Auch Dr. Frithjof Schüßling wird skeptisch, wenn er in seiner Praxis für Kinder- und Jugendpsychiatrie und -psychotherapie Familien erlebt, die scheinbar völlig harmonisch und ohne jeden Streit auskommen. „Unrealistisch“ – meint der Dresdner Mediziner dazu. Er hält Konflikte innerhalb der Familie für eine durchaus wichtige Erfahrung. Und berichtete aus seinem Praxisalltag auch von weiteren schwerwiegenden Themen. Davon, „wie leidvoll es ist, wenn Kinder feststellen, dass sie unerwünscht waren“, so Schüßling. Wie für manche Paare auf der anderen Seite der unerfüllte Wunsch nach einem Kind zum zentralen Lebensthema werde. Oder die Problematik, wenn Eltern ihre eigenen Lebensträume auf ihr Kind übertragen, nach dem Motto „Ich durfte kein Abi machen, aber Du schaffst das“.

Dr. Anne-Katrin Olbrich, Psychologische Beraterin und in der Schwangerschafts(konflikt)beratung sowie der Ehe- und Lebensberatung tätig, schilderte aus eigenem Erleben, was es bedeutet, während einer Schwangerschaft die vorgeburtliche Diagnose zu erhalten, das eigene Kind habe das Down-Syndrom. Ihr habe damals die Aussage ihrer Ärztin geholfen, die ihr sagte „‘Sie schaffen das.‘ Das ist natürlich etwas anderes, als wenn das erste, das man hört, ist ‚das muss doch heute nicht mehr sein‘.“ Bis heute entschieden sich Frauen auch vor allem dann leichter für ein behindertes Kind, wenn das Umfeld auf vielfältige Weise die eigene Entscheidung mittrage, und man nicht „aus dem Dorf verstoßen“ werde. „Kinder mit Handicap werden dann wieder zu Wunschkindern, wenn man sie annimmt“, so Olbrich.

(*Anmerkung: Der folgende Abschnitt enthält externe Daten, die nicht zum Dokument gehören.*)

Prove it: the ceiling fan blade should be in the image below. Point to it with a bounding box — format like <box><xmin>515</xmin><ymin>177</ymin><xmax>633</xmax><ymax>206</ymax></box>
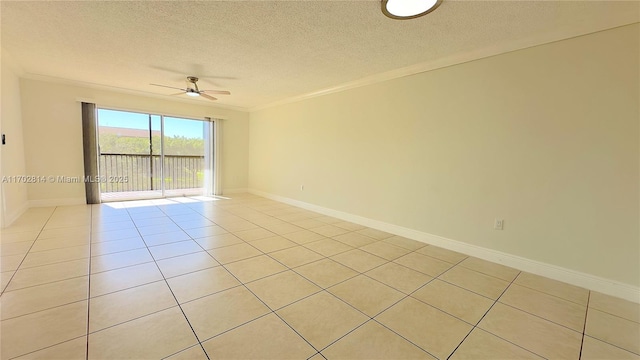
<box><xmin>149</xmin><ymin>84</ymin><xmax>187</xmax><ymax>91</ymax></box>
<box><xmin>200</xmin><ymin>92</ymin><xmax>218</xmax><ymax>100</ymax></box>
<box><xmin>200</xmin><ymin>90</ymin><xmax>231</xmax><ymax>95</ymax></box>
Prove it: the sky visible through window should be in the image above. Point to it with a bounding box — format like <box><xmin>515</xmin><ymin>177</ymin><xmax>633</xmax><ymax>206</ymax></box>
<box><xmin>98</xmin><ymin>109</ymin><xmax>205</xmax><ymax>139</ymax></box>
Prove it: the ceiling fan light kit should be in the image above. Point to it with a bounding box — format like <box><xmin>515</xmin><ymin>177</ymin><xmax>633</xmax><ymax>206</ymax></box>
<box><xmin>382</xmin><ymin>0</ymin><xmax>442</xmax><ymax>20</ymax></box>
<box><xmin>150</xmin><ymin>76</ymin><xmax>231</xmax><ymax>101</ymax></box>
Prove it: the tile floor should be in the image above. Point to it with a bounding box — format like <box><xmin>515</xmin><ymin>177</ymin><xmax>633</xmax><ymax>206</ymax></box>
<box><xmin>0</xmin><ymin>194</ymin><xmax>640</xmax><ymax>360</ymax></box>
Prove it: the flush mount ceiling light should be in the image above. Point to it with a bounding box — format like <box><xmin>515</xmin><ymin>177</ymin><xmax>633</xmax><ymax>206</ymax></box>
<box><xmin>382</xmin><ymin>0</ymin><xmax>442</xmax><ymax>20</ymax></box>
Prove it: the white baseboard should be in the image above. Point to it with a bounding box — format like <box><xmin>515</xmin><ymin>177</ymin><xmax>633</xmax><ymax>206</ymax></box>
<box><xmin>2</xmin><ymin>201</ymin><xmax>29</xmax><ymax>227</ymax></box>
<box><xmin>29</xmin><ymin>197</ymin><xmax>87</xmax><ymax>207</ymax></box>
<box><xmin>248</xmin><ymin>189</ymin><xmax>640</xmax><ymax>303</ymax></box>
<box><xmin>222</xmin><ymin>188</ymin><xmax>249</xmax><ymax>195</ymax></box>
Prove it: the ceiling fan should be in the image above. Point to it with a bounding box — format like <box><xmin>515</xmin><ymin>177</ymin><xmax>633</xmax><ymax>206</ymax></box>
<box><xmin>150</xmin><ymin>76</ymin><xmax>231</xmax><ymax>100</ymax></box>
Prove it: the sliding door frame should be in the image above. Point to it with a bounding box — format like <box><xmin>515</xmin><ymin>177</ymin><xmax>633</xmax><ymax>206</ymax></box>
<box><xmin>95</xmin><ymin>105</ymin><xmax>221</xmax><ymax>202</ymax></box>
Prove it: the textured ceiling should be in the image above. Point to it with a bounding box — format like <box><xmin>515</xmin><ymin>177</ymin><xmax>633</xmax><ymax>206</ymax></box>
<box><xmin>0</xmin><ymin>0</ymin><xmax>640</xmax><ymax>109</ymax></box>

Familienleben - nicht immer nur Vater, Mutter, Kind

Vom Zusammenleben als lesbisches Paar mit einer Tochter berichtete Anna Matzel. Sie selbst wuchs in einer Familie mit sechs weiteren Geschwistern auf. Heute hat sie eine elf Monate alte Tochter. Ihre Partnerin hat das Kind adoptiert. Sie brachte die Schwierigkeiten zur Sprache, die mit dieser Adoption verbunden waren, und schilderte ihre Hoffnung, als Regenbogenfamilie in der Öffentlichkeit und dem unmittelbaren Wohnumfeld akzeptiert zu werden. Ihr sei bereits als junges Mädchen klar gewesen, sie wolle nie mit einem Mann zusammenleben. Allerdings habe sie schon immer einen Kinderwunsch gehegt. „Ich habe so viel Liebe in mir, und das möchte ich gerne weitergeben“, so Anna Matzel.

Veranstalter des Abends waren die Evangelische Aktionsgemeinschaft für Familienfragen, das Deutsche Hygiene-Museum Dresden, die Evangelisch-Lutherische Landeskirche Sachsens und das katholische Bistum Dresden-Meißen.


WOCHE FÜR DAS LEBEN
Seit über zwei Jahrzehnten engagieren sich die katholische und die evangelische Kirche in jedem Frühjahr mit der „Woche für das Leben“ für Wert und Würde des menschlichen Lebens und für seinen Schutz in allen Lebensphasen. In diesem Jahr findet die bundesweite ökumenische „Woche für das Leben“ vom 14. bis 21. April statt.

Die Veranstaltung wurde durch das Sächsische Staatsministerium für Soziales und Verbraucherschutz gefördert.